Let me first state my question as succinctly as I can and then add a few qualifying comments.

What repetition has as its correlate the maximum difference?

1. I was not sure if this question fit under the category of hegemony. The question is something that really interests me in that I would like to know about the (ontological) nature of change, its conditions of possibility, the formal expressions it assumes, etc. I was thinking of this question after last class when we were discussing how symbolic change happens through a specific process of iteration and repetition. It seems that in historically-linguistically different circumstances a signifiers iterability suggests the possibility for a repetition that may cause the signification as such to "slide" or glissage away from a hateful usage to a more "benevolent" one or something like that [deluca talks about this with "black" in Jamaica following Hall, Butler talks about "queer" and such things. So this seems like a key thing for rhetoricians to think through. If we agree that the structure of language as such is that iteration forces repetition w/ chance for difference, what kind of difference are we talking about? Is it just that things can mean differently?
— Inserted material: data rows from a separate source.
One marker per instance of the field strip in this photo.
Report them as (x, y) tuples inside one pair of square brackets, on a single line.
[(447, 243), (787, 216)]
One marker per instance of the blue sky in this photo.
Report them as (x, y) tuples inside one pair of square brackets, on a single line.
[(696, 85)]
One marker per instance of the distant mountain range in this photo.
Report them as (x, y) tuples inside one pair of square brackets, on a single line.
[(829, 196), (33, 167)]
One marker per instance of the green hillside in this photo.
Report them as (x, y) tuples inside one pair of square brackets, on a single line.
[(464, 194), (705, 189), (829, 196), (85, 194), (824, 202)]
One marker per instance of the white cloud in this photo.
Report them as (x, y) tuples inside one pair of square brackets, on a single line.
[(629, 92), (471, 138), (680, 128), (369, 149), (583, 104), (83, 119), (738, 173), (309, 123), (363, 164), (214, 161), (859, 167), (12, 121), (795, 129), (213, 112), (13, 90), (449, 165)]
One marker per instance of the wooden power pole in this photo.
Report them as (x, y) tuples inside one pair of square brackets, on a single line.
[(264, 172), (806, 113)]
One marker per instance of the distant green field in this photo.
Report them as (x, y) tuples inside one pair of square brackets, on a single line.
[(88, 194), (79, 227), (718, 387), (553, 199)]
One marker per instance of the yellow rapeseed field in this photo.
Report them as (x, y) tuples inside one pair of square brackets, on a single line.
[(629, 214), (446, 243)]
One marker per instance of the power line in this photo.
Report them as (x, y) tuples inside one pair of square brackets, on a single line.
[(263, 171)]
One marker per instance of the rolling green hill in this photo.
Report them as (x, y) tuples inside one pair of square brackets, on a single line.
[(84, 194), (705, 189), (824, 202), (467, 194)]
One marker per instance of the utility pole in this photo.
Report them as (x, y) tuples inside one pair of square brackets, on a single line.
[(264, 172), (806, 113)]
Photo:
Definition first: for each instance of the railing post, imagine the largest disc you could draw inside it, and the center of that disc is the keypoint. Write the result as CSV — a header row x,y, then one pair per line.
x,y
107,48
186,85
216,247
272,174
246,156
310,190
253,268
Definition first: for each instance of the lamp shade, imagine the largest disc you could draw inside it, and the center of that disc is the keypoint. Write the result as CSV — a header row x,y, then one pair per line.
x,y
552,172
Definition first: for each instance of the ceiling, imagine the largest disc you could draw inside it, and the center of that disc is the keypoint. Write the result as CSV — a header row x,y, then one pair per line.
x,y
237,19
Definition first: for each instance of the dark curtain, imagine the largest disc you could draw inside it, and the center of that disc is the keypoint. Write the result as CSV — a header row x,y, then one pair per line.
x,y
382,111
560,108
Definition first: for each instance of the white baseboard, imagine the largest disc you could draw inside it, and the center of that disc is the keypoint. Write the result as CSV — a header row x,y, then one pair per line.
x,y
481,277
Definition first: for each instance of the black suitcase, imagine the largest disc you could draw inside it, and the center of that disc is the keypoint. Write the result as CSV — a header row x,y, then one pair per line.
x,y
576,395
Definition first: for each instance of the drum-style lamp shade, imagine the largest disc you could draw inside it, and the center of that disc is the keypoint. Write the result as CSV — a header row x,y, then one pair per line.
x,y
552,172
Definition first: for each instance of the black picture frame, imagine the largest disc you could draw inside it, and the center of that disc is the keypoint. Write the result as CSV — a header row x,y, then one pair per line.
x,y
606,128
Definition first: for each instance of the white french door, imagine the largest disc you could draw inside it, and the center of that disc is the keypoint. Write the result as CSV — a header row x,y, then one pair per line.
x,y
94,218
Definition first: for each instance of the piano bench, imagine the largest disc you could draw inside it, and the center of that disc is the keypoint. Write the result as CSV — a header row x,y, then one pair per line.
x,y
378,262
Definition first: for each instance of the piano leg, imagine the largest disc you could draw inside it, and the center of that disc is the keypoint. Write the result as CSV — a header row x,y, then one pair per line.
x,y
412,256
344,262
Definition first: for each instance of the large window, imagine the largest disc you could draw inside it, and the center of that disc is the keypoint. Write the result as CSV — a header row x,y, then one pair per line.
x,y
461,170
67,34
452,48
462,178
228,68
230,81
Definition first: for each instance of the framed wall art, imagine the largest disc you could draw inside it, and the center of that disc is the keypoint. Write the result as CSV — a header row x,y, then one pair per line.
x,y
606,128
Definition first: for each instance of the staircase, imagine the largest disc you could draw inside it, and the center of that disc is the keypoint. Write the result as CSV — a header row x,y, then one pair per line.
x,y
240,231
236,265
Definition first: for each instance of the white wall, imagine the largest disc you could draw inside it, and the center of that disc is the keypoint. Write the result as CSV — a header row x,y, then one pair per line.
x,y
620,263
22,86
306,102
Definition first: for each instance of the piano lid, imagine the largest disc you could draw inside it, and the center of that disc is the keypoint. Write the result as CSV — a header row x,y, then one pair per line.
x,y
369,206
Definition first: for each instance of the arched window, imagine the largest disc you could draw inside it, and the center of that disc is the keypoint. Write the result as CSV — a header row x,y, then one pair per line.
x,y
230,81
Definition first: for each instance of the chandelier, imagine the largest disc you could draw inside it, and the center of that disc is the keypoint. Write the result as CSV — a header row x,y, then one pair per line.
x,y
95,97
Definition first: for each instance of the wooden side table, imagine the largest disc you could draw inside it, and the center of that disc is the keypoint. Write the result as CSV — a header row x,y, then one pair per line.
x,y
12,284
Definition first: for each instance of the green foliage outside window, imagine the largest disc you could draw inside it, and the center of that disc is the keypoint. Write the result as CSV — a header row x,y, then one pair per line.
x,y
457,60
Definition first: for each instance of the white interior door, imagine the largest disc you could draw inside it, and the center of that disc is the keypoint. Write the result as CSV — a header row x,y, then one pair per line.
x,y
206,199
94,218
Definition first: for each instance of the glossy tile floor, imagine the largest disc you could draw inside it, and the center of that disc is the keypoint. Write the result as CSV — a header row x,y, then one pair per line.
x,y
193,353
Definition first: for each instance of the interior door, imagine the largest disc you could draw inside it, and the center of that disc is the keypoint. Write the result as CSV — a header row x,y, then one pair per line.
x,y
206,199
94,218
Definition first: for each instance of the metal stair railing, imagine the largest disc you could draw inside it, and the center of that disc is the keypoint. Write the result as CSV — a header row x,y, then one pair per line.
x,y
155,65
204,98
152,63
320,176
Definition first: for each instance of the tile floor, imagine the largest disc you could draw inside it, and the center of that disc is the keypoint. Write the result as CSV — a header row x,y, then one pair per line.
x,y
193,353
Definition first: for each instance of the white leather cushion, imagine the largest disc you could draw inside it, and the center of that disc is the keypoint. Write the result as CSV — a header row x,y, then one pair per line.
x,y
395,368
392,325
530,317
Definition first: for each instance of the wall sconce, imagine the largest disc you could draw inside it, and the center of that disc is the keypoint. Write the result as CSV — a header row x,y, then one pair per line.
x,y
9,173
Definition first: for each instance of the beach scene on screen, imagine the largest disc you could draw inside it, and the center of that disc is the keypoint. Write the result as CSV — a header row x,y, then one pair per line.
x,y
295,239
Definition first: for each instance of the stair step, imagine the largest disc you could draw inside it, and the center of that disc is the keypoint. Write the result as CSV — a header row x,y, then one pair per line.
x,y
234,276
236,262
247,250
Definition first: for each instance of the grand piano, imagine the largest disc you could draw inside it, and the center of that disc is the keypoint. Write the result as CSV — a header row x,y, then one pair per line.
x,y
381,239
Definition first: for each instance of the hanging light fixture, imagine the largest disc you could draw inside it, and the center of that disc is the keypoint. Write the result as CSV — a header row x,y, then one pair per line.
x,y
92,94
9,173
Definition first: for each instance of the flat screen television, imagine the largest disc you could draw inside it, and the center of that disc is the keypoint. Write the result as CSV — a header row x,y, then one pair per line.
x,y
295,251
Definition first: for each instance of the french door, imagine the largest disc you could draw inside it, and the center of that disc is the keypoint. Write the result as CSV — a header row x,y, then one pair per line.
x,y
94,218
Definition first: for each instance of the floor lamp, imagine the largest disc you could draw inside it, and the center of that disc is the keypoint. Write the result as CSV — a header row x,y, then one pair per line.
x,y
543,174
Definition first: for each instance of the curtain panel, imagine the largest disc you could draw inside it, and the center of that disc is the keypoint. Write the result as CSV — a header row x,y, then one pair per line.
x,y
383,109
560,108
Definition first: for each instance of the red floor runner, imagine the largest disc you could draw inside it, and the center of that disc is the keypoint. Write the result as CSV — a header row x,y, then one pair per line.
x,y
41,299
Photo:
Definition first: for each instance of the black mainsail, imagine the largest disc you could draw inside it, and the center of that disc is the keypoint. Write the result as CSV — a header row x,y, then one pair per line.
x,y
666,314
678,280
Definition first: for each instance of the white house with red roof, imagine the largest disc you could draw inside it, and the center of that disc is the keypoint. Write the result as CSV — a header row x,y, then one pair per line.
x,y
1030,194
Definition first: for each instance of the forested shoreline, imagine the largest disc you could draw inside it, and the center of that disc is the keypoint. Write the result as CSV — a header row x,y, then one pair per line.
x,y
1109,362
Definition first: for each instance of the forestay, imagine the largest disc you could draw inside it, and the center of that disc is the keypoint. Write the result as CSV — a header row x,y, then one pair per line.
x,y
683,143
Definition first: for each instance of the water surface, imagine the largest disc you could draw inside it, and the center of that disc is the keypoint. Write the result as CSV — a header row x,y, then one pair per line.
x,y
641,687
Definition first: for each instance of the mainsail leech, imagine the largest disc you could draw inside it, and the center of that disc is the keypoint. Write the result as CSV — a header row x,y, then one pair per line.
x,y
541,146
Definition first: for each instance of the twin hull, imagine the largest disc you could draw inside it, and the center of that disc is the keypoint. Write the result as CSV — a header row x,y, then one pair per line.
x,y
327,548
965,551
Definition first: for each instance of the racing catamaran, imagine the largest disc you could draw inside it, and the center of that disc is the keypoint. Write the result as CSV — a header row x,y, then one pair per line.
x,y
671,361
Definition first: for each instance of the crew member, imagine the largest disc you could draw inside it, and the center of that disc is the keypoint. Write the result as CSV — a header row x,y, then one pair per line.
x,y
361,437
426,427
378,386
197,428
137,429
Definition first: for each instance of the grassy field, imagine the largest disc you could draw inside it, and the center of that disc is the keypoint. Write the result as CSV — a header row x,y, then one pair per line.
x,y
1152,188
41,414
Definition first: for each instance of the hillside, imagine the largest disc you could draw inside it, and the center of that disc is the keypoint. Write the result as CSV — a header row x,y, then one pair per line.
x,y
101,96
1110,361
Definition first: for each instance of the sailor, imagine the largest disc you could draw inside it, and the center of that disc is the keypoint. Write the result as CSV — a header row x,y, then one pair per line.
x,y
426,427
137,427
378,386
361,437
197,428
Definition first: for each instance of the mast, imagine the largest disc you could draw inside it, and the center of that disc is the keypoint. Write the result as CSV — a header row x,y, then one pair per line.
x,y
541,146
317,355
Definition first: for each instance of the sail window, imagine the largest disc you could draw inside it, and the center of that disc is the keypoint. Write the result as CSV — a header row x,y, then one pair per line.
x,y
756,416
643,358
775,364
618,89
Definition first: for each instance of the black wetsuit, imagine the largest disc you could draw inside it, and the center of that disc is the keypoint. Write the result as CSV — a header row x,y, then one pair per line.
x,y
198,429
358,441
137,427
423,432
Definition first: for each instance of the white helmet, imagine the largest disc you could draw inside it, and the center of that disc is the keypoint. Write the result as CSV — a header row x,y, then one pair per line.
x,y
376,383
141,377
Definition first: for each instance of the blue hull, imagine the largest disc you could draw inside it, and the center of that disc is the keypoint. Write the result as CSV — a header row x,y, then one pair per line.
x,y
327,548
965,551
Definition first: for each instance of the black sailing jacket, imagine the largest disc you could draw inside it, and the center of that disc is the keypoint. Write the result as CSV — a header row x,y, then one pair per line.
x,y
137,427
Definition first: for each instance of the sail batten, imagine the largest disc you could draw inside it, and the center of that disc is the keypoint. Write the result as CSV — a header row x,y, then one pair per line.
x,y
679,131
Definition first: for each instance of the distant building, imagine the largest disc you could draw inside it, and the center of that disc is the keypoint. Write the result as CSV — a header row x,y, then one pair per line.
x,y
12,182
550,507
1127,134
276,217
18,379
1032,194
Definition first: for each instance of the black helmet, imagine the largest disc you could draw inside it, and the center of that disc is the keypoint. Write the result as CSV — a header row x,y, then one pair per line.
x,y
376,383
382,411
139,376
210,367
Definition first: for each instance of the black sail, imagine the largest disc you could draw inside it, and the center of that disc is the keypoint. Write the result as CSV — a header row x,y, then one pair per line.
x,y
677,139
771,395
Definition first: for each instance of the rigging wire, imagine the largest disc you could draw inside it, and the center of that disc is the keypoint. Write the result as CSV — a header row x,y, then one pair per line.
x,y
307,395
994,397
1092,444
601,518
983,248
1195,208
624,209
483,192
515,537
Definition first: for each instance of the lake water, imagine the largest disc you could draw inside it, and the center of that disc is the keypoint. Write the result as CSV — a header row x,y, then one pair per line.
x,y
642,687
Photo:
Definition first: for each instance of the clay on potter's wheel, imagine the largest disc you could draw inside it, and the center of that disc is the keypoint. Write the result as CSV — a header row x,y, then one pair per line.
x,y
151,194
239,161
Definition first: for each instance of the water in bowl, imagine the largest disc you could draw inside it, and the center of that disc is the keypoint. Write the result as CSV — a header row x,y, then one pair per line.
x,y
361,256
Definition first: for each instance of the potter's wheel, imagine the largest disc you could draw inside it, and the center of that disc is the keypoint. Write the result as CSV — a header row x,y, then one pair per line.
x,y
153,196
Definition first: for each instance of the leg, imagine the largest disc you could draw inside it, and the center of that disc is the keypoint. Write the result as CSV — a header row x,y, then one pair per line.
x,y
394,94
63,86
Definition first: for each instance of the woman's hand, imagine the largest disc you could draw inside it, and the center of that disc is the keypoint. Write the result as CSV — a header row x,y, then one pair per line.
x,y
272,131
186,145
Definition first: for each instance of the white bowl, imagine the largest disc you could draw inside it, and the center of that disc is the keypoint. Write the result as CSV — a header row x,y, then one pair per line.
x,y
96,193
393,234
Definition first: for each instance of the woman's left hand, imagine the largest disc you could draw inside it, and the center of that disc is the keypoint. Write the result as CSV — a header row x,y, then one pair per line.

No doubt, this must be significant because for one thing to mean otherwise an entire chain of signifiers must also shift along with that one thing. ---still! Saussure says this happens only by accident, yes? if that then are we ultimately theorists of accident? surely we are not talking about self-identical subjects strategizing about how a word could change its meaning, or are we?---

2. There must be different kinds of difference, kinds we cannot imagine. I like this (derridean inspired from Brian Lain) example (iteration):

Follow this procedure to see maximum difference:
1. Look at the words below
2. Look away
3. Look at the word again

--Cellar Door--

The word has changed, why? The word has changed again. Each iteration must include within itself the maximum quantity for difference. So is it that the most precise repetition has as its correlate the maximum amount of difference? Some ways this makes sense: as difference in kind--bergson/deleuze/happy here--the word may only differ, truly differ, in its difference from itself not from another word or a thing from another thing for that matter. So this then is about potential rather than possible. There are any number of possible differences like cello door or cellar dook or cellar doors or anything, but the maximum potential for difference must be within and from the word itself, yes?

3. I guess I'm wondering how the butler stuff fits in with my thoughts about difference in kind rather than difference in type.